The improvements to the analysis pipeline and the use of AWS spot instances made it possible for the team to reach both the time and cost objectives of its analysis. Wall shared the results of tests where the researchers compared the performance of the pre- and post-optimized versions of Cosmos running on AWS spot instances on whole genome data. He reported that while it previously took under 10 hours and cost about $27 to analyze a whole genome using the first version of Cosmos, the optimized version took about 3 hours and cost about $10. Analyzing five genomes with the earlier version of Cosmos took nearly 15 hours and cost about $48 per genome, but with the optimizations to the pipeline and the use of AWS spot instances, it's possible to analyze the same amount of data in under 10 hours at approximately $27 per genome. Finally, analyzing 10 whole genomes used to take over 25 hours and cost about $90 per genome, but with the improvements it now takes under 15 hours to analyze the same amount of data and costs about $47 per genome.

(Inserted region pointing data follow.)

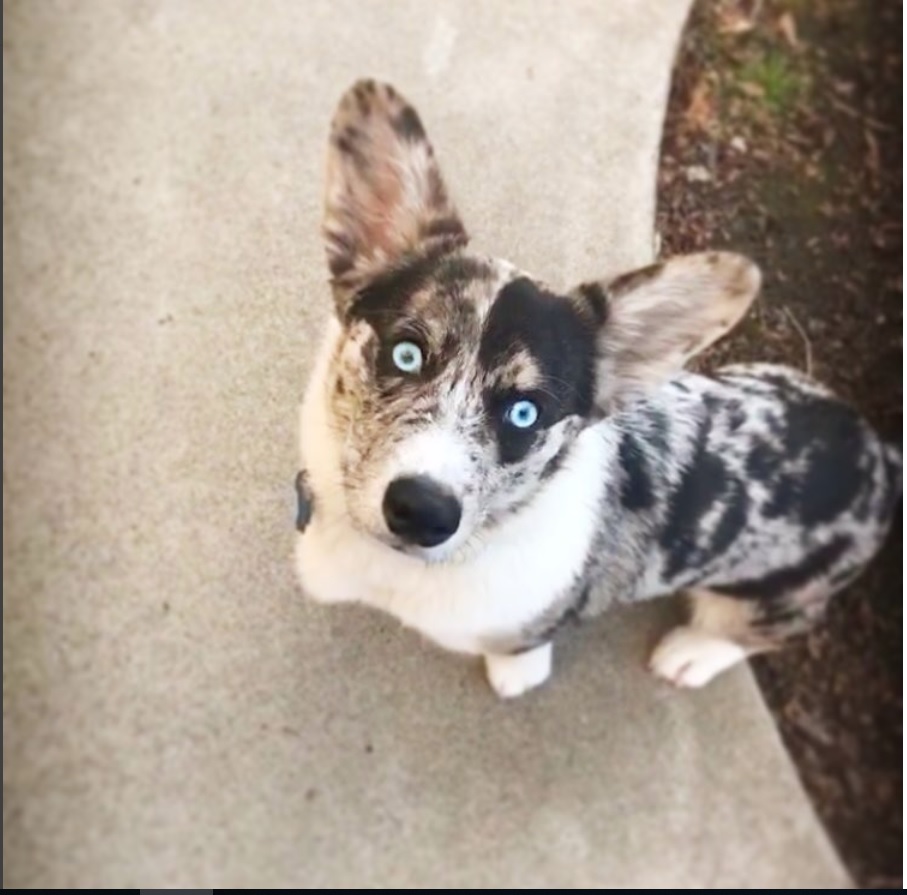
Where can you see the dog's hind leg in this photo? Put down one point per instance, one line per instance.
(514, 674)
(724, 630)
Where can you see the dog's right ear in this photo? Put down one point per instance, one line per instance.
(385, 198)
(651, 321)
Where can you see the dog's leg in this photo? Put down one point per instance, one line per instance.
(724, 630)
(514, 674)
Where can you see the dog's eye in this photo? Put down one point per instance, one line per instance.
(522, 414)
(407, 357)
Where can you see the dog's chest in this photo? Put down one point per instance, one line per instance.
(529, 564)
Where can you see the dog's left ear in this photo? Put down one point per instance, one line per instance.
(385, 196)
(652, 321)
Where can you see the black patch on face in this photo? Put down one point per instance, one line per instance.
(636, 483)
(562, 344)
(786, 581)
(385, 304)
(705, 482)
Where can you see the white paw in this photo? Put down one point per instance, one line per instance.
(689, 657)
(513, 675)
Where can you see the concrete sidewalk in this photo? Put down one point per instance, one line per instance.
(174, 713)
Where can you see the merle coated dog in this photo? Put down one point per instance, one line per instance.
(486, 455)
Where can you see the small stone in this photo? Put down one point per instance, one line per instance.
(697, 174)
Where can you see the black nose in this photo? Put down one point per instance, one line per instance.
(421, 511)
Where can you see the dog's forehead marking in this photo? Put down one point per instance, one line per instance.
(533, 336)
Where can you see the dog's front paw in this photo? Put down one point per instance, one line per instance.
(514, 675)
(688, 657)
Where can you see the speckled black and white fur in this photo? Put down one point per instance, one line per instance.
(755, 492)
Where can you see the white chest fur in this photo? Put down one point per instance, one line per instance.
(524, 566)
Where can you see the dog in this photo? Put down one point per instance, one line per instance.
(486, 457)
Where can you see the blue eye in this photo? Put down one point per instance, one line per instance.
(522, 414)
(407, 357)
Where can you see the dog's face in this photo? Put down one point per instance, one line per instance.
(458, 384)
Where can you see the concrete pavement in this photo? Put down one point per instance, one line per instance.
(174, 713)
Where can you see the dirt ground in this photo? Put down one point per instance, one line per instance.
(783, 140)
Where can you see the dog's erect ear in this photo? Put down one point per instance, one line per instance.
(385, 197)
(653, 320)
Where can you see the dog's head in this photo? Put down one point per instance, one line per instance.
(459, 384)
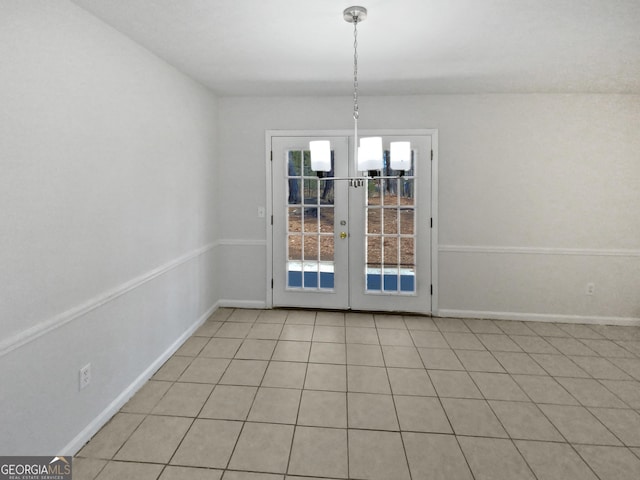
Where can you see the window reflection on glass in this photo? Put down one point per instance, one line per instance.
(326, 219)
(310, 247)
(374, 220)
(310, 220)
(310, 193)
(374, 251)
(407, 252)
(390, 220)
(390, 250)
(295, 219)
(407, 221)
(390, 241)
(294, 247)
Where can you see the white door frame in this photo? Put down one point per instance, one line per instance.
(269, 134)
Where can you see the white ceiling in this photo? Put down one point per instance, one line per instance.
(304, 47)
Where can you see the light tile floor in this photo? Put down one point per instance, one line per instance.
(285, 394)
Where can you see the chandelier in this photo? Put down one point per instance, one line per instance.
(368, 154)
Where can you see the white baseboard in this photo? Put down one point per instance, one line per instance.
(242, 304)
(538, 317)
(96, 424)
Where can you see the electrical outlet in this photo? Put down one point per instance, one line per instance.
(85, 376)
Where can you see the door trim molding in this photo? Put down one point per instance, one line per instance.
(270, 134)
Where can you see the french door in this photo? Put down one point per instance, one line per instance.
(338, 246)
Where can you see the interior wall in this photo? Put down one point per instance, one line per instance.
(107, 220)
(538, 197)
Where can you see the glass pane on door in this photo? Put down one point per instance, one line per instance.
(310, 230)
(390, 233)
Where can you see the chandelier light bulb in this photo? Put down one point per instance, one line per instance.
(320, 155)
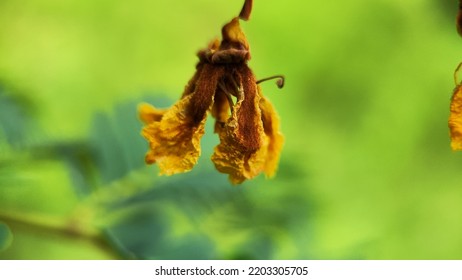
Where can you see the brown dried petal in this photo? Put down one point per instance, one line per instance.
(231, 157)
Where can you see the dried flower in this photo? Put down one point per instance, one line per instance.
(455, 117)
(250, 141)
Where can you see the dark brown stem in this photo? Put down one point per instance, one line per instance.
(246, 10)
(456, 74)
(279, 82)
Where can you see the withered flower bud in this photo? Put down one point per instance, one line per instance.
(250, 140)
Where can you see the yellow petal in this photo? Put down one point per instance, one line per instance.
(455, 119)
(174, 141)
(275, 138)
(232, 156)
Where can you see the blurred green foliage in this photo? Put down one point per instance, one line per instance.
(366, 171)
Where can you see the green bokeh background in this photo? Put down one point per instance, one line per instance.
(366, 171)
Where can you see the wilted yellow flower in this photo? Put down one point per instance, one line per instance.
(455, 117)
(250, 140)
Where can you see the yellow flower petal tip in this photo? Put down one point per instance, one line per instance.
(248, 128)
(455, 119)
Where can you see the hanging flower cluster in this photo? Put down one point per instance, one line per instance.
(248, 129)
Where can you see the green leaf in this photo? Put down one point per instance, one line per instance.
(6, 236)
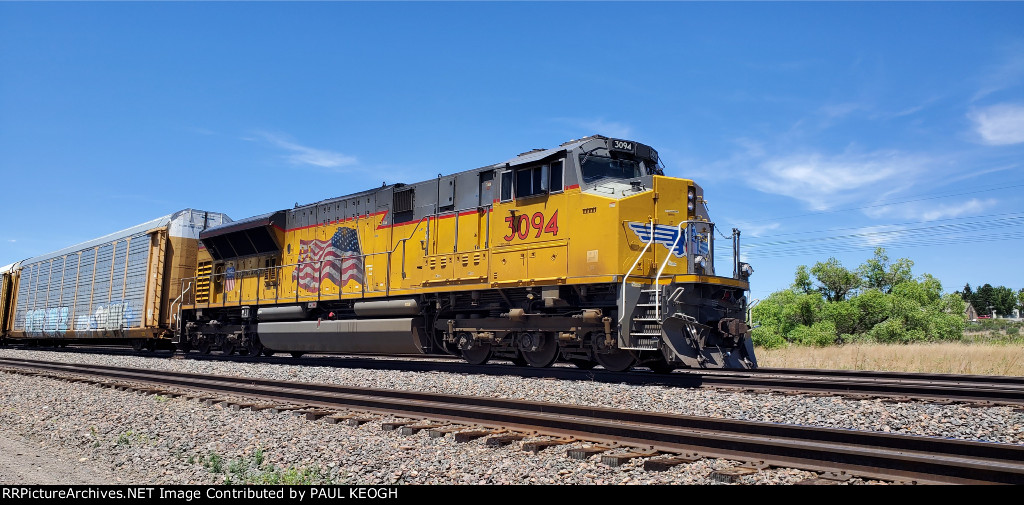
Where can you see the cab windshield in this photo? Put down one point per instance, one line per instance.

Meanwhile, the team has begun testing Cosmos on Google's cloud infrastructure — Google launched the so-called Google Compute Engine (GCE) in the summer of 2012. Current testing on GCE shows that it takes about 12.5 hours to analyze a whole genome — 90 gigabytes worth of data — using a cluster comprised of one master compute node and five peer nodes. That’s still faster than running it on local infrastructure, according to the HMS researchers. When they tested Cosmos on their own compute cluster, it took just over a day to analyze a whole genome and about 5.5 hours to analyze a whole exome.
"We are confident that [Cosmos] can run quickly [on GCE] within a time frame that’s similar to what we've seen on Amazon," Wall said. "We just need to understand a little bit more about how to scale and how to spool up resources in Google cloud appropriately and make sure that we have machine images that are appropriate and are readily cloned across the cloud when we need them."
The developers plan to publish two papers describing Cosmos and providing details of the benchmark testing that they've done with the system. The first of these is currently in review with Bioinformatics. Cosmos isn't publicly available yet — the goal is to make it available via github when the Bioinformatics paper is published — but the team is willing to provide access to the tool for those interested in using it prior to its official launch, Wall said.